Toutefois, nous doutons que la fermeture des écoles villageoises augmentera l’attractivité de notre belle Vallée, dont les frontières ne se limitent pas au Sentier.
La proximité des écoles est depuis longtemps un critère d’établissement important et reconnu. La proximité et la taille raisonnable des écoles font sens pour les familles, puisqu’elles favorisent la mobilité douce et une certaine autonomie des enfants, tout en étant vecteur de vie sociale, notamment par la rencontre des parents aux abords des écoles.
Nous redoutons que la fermeture des écoles villageoises n’entraîne la désertification de nos villages, et que cela ait un impact considérable sur le moral des habitants, notamment des aînés, qui ne seront certainement pas tous pensionnaires de votre futur EMS, et qui apprécient tout particulièrement l’élan de vie apporté par nos enfants. Nos villages semblent voués à devenir des villages dortoirs, et la population risque d’en faire les frais, notamment les petits commerçants qui pourraient souffrir d’une sévère baisse de fréquentation dans les commerces de proximité.
Un projet aussi conséquent, tant bien socialement que financièrement (rappelons que selon le rapport de la COFIN, il s’agit de l’investissement le plus important de l’histoire de la Commune du Chenit) soulève énormément de questions, que nous souhaitons soumettre à nos autorités:
● Pourquoi uniquement une analyse “tout ou rien” (garder la totalité du bâti existant ou tout concentrer sur un seul site) ?
● Que deviendront les bâtiments scolaires existants? Quels seront les coûts de leur adaptation à de nouveaux usages ?
● Comment sera financé un investissement estimé à plus de 40 millions, rien que pour la première phase, et dont le coût total devrait être compris entre 50 et 80 millions au total?

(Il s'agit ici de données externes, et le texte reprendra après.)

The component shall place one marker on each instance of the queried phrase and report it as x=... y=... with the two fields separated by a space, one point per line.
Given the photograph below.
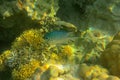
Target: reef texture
x=105 y=15
x=24 y=24
x=110 y=58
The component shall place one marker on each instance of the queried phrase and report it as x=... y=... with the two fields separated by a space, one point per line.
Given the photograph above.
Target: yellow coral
x=67 y=50
x=25 y=71
x=31 y=37
x=3 y=57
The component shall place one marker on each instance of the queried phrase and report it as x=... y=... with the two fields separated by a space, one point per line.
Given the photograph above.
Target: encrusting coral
x=5 y=55
x=25 y=71
x=110 y=58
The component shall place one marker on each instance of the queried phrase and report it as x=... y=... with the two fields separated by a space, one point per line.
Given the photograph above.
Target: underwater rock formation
x=105 y=15
x=110 y=57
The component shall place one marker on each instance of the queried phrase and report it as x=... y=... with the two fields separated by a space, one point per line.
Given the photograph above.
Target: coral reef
x=110 y=57
x=36 y=9
x=3 y=58
x=25 y=71
x=104 y=14
x=91 y=43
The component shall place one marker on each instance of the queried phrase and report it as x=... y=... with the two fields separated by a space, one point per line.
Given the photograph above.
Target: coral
x=92 y=72
x=67 y=51
x=37 y=9
x=31 y=38
x=3 y=58
x=91 y=43
x=104 y=14
x=29 y=45
x=25 y=71
x=110 y=58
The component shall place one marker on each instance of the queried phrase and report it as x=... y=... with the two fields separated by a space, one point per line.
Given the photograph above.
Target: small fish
x=58 y=37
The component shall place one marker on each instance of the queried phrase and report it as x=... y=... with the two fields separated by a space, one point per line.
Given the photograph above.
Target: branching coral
x=25 y=71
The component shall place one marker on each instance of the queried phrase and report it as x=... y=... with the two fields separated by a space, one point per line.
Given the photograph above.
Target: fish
x=59 y=37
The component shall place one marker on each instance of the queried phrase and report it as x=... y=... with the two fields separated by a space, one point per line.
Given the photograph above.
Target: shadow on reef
x=11 y=27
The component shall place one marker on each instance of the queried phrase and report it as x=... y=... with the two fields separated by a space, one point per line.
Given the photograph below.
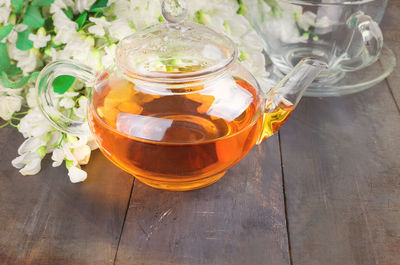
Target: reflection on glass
x=231 y=99
x=145 y=127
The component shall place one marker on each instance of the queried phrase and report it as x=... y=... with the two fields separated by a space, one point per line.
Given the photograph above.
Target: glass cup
x=344 y=34
x=176 y=110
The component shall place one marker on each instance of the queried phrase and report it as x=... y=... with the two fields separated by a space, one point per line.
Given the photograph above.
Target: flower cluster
x=34 y=33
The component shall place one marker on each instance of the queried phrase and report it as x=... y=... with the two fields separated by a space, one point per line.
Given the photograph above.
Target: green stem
x=5 y=124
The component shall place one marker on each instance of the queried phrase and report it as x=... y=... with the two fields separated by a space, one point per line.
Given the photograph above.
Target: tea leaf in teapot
x=42 y=2
x=33 y=18
x=4 y=31
x=23 y=42
x=4 y=59
x=17 y=4
x=62 y=83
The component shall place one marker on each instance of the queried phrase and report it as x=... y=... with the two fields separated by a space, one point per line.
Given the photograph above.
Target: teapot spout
x=281 y=100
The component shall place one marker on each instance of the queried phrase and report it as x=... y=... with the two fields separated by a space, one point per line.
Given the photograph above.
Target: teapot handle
x=281 y=100
x=372 y=42
x=45 y=98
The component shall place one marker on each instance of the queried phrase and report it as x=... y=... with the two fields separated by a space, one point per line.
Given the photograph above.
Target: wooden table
x=324 y=191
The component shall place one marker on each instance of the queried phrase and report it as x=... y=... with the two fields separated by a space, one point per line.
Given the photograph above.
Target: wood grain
x=45 y=219
x=238 y=220
x=391 y=34
x=342 y=179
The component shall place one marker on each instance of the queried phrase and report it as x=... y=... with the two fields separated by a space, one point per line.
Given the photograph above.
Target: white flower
x=58 y=5
x=99 y=28
x=58 y=157
x=9 y=105
x=26 y=60
x=76 y=174
x=5 y=10
x=120 y=29
x=31 y=144
x=39 y=40
x=80 y=112
x=108 y=59
x=9 y=91
x=31 y=97
x=82 y=154
x=30 y=162
x=34 y=124
x=62 y=22
x=82 y=5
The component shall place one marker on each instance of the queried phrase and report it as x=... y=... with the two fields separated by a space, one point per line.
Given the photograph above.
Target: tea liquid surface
x=175 y=141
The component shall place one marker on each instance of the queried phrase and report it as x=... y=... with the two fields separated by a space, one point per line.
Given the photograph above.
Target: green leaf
x=81 y=19
x=34 y=75
x=98 y=4
x=33 y=18
x=23 y=43
x=4 y=59
x=42 y=2
x=68 y=12
x=62 y=83
x=4 y=31
x=13 y=70
x=17 y=4
x=7 y=83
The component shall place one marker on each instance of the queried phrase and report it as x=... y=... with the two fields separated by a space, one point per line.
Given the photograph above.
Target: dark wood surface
x=45 y=219
x=238 y=220
x=324 y=191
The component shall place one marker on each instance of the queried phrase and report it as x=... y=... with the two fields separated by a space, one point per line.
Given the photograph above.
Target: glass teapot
x=177 y=110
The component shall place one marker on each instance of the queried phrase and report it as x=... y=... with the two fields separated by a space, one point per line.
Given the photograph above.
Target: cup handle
x=44 y=87
x=372 y=39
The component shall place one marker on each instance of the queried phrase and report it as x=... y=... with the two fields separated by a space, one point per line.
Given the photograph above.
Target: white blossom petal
x=76 y=174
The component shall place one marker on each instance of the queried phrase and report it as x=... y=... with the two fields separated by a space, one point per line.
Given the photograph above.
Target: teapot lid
x=175 y=49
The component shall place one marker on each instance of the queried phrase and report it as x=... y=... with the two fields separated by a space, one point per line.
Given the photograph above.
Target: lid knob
x=174 y=11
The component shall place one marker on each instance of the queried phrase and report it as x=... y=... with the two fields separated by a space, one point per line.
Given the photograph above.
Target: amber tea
x=173 y=142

● Les impôts seront-ils augmentés? Quelles seront les conséquences sur le budget communal?
● Selon le plan de l’ASIVJ (page 34), les variantes “multisite” et “site unique” nécessiteraient un investissement équivalent: sur quelles études cette affirmation se fonde-t-elle? Est-elle mise à la disposition de la population?

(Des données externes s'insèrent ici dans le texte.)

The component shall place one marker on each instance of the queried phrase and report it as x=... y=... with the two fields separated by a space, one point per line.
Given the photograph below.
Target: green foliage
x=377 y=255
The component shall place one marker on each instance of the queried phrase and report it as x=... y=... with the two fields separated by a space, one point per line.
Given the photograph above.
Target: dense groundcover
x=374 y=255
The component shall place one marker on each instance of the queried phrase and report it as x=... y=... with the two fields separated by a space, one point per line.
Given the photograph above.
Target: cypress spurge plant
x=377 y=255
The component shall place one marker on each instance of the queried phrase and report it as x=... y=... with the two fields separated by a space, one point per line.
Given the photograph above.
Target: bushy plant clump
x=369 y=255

● Où peut-on consulter l’étude qui prévoit une économie de 40 à 50% sur le coût des transports actuels par rapport au site unique? (cf. rapport de la COFIN, page 3)
● Comment sera organisé le transport scolaire, notamment pour les élèves habitant à l’autre bout de La Vallée et qui risquent d’être pris par le temps lors de la pause de midi?
● Comment comptez-vous absorber un éventuel surplus d’élèves sur le site unique de Chez-le-Maître, dans le cas d’une mauvaise estimation du nombre d’élèves ou d’une hausse de population?
● Quel est l’avis du corps enseignant, notamment celui des enseignant.e.s de cycle primaire, au sujet du site unique? Ont-ils seulement été consult.é.e.s ?
● Avez-vous envisagé de demander l’avis de la population avant de vous engager dans ce projet?
Votre projet de site unique aura des conséquences considérables sur toute La Vallée: sur son apparence, sur ses finances, sur ses habitants…
Si bien que, tout comme le projet de fusion des communes, la population mériterait d’être consultée.
Une votation en bonne et due forme serait sans doute très appréciée des Combières et Combiers, et nous espérons vivement que nos représentants élus auront à cœur de prendre en compte tous les avis sur ce projet, notamment des premières concernées: les familles résidentes de la Vallée.
Dans l’attente de vos réponses à toutes nos interrogations, nous vous adressons, Mesdames, Messieurs, nos salutations les plus respectueuses.